The well-fed and food-insecure mice were tested as adults in both determined and precarious environments, with noticeable differences in cognitive flexibility. Food insecure mice were more flexible in precarious situations than well-fed mice, while well-fed mice were more flexible in more stable situations.

“You would have to test in the field to see how these different flexibility profiles affect survival,” she said. “The findings are nuanced, but hopeful, as we identify both gains and losses of function in learning and decision-making caused by the experience of scarcity.”

Although the effect of food insecurity on cognition in male mice was robust, female mice showed no effect on cognition.

“This is one of the most robust behavioral effects we’ve ever seen when modeling adversity,” Wilbrecht said.

However, food insecurity had other pronounced negative effects in female mice. Those women who were food insecure while growing up tended to gain weight if they were given unlimited food in adulthood, something that is reflected in people who grew up with food insecurity. Male mice showed no such effect.

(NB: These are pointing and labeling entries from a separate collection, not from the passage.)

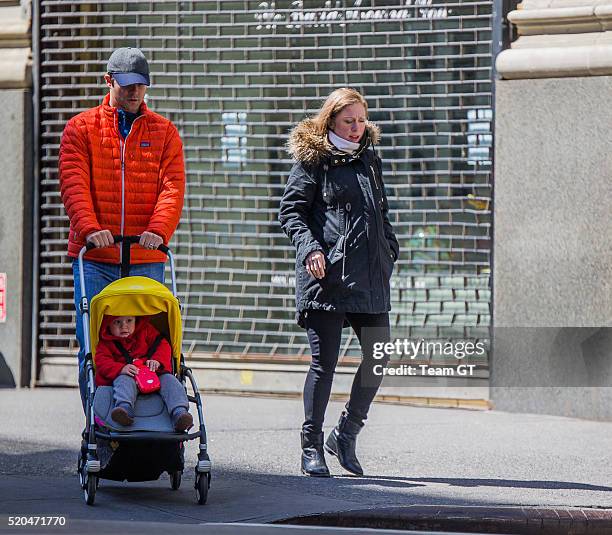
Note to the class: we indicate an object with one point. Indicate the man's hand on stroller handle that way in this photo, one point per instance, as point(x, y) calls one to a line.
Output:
point(130, 369)
point(101, 238)
point(105, 238)
point(148, 240)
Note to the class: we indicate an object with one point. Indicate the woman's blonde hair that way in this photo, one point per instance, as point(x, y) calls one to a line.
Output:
point(334, 103)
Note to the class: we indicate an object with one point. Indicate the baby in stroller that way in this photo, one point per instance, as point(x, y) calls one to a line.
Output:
point(128, 339)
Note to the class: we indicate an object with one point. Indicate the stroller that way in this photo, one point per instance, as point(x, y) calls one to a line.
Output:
point(151, 446)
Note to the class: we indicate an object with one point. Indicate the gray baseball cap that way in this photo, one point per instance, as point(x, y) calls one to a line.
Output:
point(129, 66)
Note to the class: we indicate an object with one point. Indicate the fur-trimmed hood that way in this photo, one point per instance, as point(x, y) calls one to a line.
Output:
point(307, 146)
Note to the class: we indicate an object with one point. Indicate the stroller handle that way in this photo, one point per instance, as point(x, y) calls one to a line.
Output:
point(127, 241)
point(118, 238)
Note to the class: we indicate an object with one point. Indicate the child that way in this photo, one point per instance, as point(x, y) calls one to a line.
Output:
point(128, 336)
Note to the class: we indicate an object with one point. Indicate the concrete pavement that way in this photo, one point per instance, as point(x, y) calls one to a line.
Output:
point(412, 456)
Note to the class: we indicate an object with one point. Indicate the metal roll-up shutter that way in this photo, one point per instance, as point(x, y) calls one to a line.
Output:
point(234, 76)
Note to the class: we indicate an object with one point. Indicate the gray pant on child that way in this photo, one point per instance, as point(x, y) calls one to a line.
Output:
point(171, 391)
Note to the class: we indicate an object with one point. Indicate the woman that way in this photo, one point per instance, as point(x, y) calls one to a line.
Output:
point(335, 212)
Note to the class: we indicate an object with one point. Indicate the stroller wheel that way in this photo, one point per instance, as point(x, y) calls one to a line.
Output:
point(89, 488)
point(175, 480)
point(202, 484)
point(80, 465)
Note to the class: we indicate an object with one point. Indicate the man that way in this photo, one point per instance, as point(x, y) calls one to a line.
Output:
point(121, 171)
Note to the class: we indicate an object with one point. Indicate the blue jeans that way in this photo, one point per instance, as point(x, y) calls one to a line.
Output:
point(97, 277)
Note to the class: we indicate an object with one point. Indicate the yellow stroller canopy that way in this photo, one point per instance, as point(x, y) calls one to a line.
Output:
point(138, 296)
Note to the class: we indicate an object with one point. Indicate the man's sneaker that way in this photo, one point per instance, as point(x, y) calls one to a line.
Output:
point(121, 416)
point(183, 422)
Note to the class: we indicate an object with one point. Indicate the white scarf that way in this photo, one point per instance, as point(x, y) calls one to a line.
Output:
point(342, 144)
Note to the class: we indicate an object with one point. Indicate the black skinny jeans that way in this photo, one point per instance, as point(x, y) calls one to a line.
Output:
point(324, 330)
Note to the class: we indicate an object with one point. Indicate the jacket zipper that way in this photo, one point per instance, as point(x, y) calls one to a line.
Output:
point(348, 211)
point(375, 179)
point(122, 144)
point(377, 229)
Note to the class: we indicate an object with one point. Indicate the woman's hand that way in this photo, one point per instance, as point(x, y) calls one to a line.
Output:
point(315, 264)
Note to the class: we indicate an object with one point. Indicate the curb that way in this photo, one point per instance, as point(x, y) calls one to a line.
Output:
point(470, 519)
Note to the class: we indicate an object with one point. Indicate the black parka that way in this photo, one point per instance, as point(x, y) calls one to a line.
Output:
point(336, 203)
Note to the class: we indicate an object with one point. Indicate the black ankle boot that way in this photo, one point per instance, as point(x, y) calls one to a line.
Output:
point(313, 458)
point(341, 443)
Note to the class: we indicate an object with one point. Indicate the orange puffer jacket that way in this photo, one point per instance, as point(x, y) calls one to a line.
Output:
point(125, 186)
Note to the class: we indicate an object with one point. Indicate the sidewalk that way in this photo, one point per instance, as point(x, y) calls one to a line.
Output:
point(412, 457)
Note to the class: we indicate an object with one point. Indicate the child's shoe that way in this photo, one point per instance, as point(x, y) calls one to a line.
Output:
point(182, 421)
point(121, 416)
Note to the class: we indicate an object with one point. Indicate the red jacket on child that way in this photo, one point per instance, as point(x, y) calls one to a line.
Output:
point(110, 361)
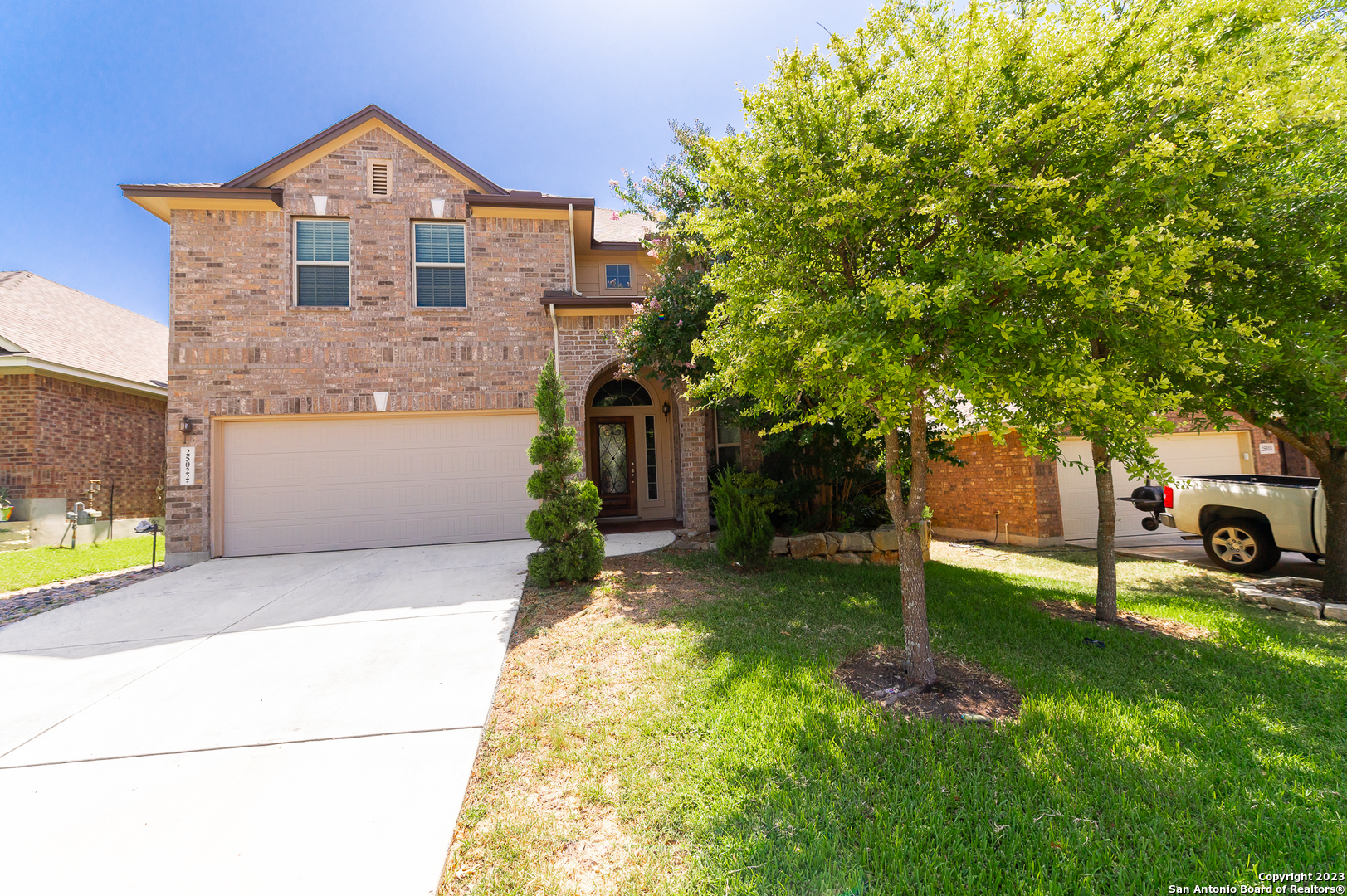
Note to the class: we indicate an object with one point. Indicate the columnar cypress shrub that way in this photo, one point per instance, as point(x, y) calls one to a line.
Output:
point(745, 530)
point(573, 548)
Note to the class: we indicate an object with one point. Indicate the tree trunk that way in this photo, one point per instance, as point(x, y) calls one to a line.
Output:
point(1331, 460)
point(1106, 591)
point(1332, 476)
point(907, 518)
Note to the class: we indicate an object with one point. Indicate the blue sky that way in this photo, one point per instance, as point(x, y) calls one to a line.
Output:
point(540, 96)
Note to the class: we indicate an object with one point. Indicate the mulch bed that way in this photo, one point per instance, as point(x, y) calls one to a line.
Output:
point(964, 691)
point(30, 601)
point(1146, 624)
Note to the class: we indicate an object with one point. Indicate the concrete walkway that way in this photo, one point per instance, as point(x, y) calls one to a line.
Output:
point(290, 723)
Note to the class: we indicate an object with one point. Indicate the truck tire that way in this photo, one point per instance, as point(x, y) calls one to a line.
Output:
point(1241, 546)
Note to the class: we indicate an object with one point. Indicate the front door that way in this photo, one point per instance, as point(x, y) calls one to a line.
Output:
point(614, 464)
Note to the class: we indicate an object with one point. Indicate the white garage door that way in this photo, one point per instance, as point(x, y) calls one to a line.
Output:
point(378, 481)
point(1198, 455)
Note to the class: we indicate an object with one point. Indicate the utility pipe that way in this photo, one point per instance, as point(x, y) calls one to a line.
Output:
point(557, 343)
point(570, 207)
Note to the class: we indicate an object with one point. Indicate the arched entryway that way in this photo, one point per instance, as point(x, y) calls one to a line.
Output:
point(629, 446)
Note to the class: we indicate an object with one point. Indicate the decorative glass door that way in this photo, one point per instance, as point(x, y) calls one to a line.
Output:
point(614, 465)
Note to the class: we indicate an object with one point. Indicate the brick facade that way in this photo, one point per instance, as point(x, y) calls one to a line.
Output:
point(242, 347)
point(60, 434)
point(964, 500)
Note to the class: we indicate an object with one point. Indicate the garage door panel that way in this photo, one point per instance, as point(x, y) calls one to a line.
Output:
point(314, 485)
point(1197, 455)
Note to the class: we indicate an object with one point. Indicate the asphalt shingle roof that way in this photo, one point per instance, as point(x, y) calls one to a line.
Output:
point(616, 226)
point(53, 322)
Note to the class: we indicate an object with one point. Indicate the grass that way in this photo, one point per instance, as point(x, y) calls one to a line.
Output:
point(733, 764)
point(42, 565)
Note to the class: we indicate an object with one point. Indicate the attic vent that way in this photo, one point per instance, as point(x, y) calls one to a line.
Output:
point(378, 177)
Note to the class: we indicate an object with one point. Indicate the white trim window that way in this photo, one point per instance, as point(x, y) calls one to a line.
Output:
point(441, 261)
point(617, 276)
point(322, 263)
point(728, 438)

PhD candidate Wan Chen Lin and researchers in the Bateup and Lammel lab also looked at the brain’s reward network, which is controlled by the neurotransmitter dopamine, and found changes there in male mice.

“We found that the neurons in the dopamine system, which is crucial for learning, decision-making and reward-related behaviors, such as addiction, were significantly altered in both their input and output,” Wilbrecht said. “It suggests that there are more large-scale changes in the learning and decision-making systems in the brain.”

For example, the researchers saw changes in the synapses of dopamine neurons projecting to the nucleus accumbens and also found changes in the release of dopamine in the dorsal striatum. Numerous other studies have shown that these dopamine neurons play a role in learning and decision-making.

The researchers are continuing their studies of food-insecure mice to determine whether they are more prone to addictive behaviors, which are linked to the dopamine network, as adults.

Other UC Berkeley authors of the paper include former postdoctoral fellow Polina Kosillo, former doctoral student Christine Liu, and senior scientist Lung-Hao Tai. The work was supported by the National Institutes of Health (R21 AA025172, U19NS113201) and the Robert Wood Johnson Foundation. Bateup is a Chan Zuckerberg Biohub researcher and a Weill Neurohub researcher.